Penyesalan karena telah menciptakan monster ini.

Ketidakberdayaan karena tidak mampu membebaskan monster ini.

Dan beban yang suatu hari, dia harus hadapi sendiri monster ini.

Ketika ia sadar kembali, ia berada di dalam kereta kuda. Tampaknya ia telah kehilangan kesadaran. Hazen menggerakkan jari tangan dan kakinya untuk memeriksa fungsi tubuhnya.

Membuka matanya yang agak kabur, dia melihat seorang gadis berambut hitam duduk di sana dengan wajah penuh air mata.

“Hiks… hik… hik…”

“Yan… kenapa kamu menangis?”

“Hiks… hik…”

“Kau membenciku, bukan?”

“Ya!
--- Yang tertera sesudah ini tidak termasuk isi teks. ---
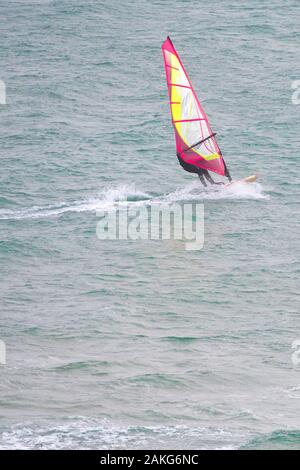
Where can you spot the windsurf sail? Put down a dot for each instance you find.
(195, 141)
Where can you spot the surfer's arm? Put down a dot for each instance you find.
(202, 179)
(209, 178)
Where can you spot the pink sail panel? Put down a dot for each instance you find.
(195, 141)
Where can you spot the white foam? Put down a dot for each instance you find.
(128, 194)
(91, 433)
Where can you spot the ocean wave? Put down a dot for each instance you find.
(128, 194)
(90, 433)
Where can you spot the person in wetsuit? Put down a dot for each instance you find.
(201, 172)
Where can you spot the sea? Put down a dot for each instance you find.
(141, 343)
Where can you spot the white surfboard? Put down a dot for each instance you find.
(247, 179)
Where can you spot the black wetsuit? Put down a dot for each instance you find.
(201, 172)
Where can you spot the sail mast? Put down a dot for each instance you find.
(195, 141)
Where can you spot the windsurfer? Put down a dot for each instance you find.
(201, 172)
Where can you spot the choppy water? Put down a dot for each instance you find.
(143, 344)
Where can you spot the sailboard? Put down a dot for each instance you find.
(195, 142)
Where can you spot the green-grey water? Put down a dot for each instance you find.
(136, 344)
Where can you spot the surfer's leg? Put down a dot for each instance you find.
(209, 178)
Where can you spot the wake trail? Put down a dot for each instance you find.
(129, 195)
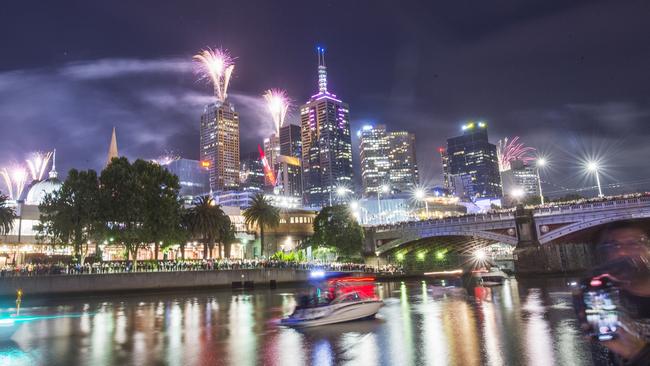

Aku benci kamu! Kamu dingin, jahat, dan punya kepribadian terburuk!”

“Dan sekarang, kau malah membuatku khawatir! Tidak bisakah aku menangis saat seseorang yang dekat denganku pingsan? Bodoh, bodoh, bodoh… Kau benar-benar bodoh, Tuan!”

Hazen menepuk dahi Yan pelan-pelan. Gadis itu pingsan dan jatuh, bersandar pada tubuh Hazen yang sedang berbaring.

“Yan, ada apa?!”

“Jangan khawatir. Dia sudah mencapai batas fisik dan mentalnya. Emosinya campur aduk, jadi aku menidurkannya sebentar.”

Dia menjawab Kaku'zu yang berada di luar kereta.

Hazen kemudian mengarahkan jari-jarinya ke tanah, dengan cekatan menggambar sebuah pola. Cahaya gelap memenuhi tanah, membentuk lingkaran ajaib dalam cahaya hitam.

Tangan sang penyihir berhenti, dan kilat hitam memancar melalui lingkaran itu.

<>

Pop.

“Sympho, sayang… k-kamu salah. Anak ini tidak… um…”

Seorang anak laki-laki kecil yang tampak seperti anak berusia lima tahun muncul, dengan sayap hitam kecil di punggungnya dan sedikit taring. Ia memegang sekuntum mawar hitam.

“Lama tidak bertemu, Berzelius.”

“Ih… Hazen Heim!” Wajah iblis kecil itu tampak jelas berubah bentuk.

“Maaf, apakah aku mengganggu sesuatu?”

“Tidak, sama sekali tidak. Malah, kau menyelamatkanku di saat yang sangat kritis. Waktumu tepat sekali, benar-benar tepat.”

Meskipun dia adalah seorang iblis, Berzelius terus mengulang “Ilahi, ilahi.”

"Senang mendengarnya. Sekarang, seperti biasa, segel ingatan Yan."

“Y-Ya! Tentu saja.”

“…Sebagai pengingat, jika kau mengutak-atik apa pun, aku akan memotong tubuhmu menjadi beberapa bagian, mengikatmu, dan memenjarakanmu selamanya sehingga kau tidak akan pernah bisa kembali ke duniamu. Mengerti?”

Menyeringai.

“Oo-oh kau, aku tidak akan pernah melakukan hal seperti itu! Terutama tidak kepada seseorang yang menjadikan Lokiel hewan peliharaannya.”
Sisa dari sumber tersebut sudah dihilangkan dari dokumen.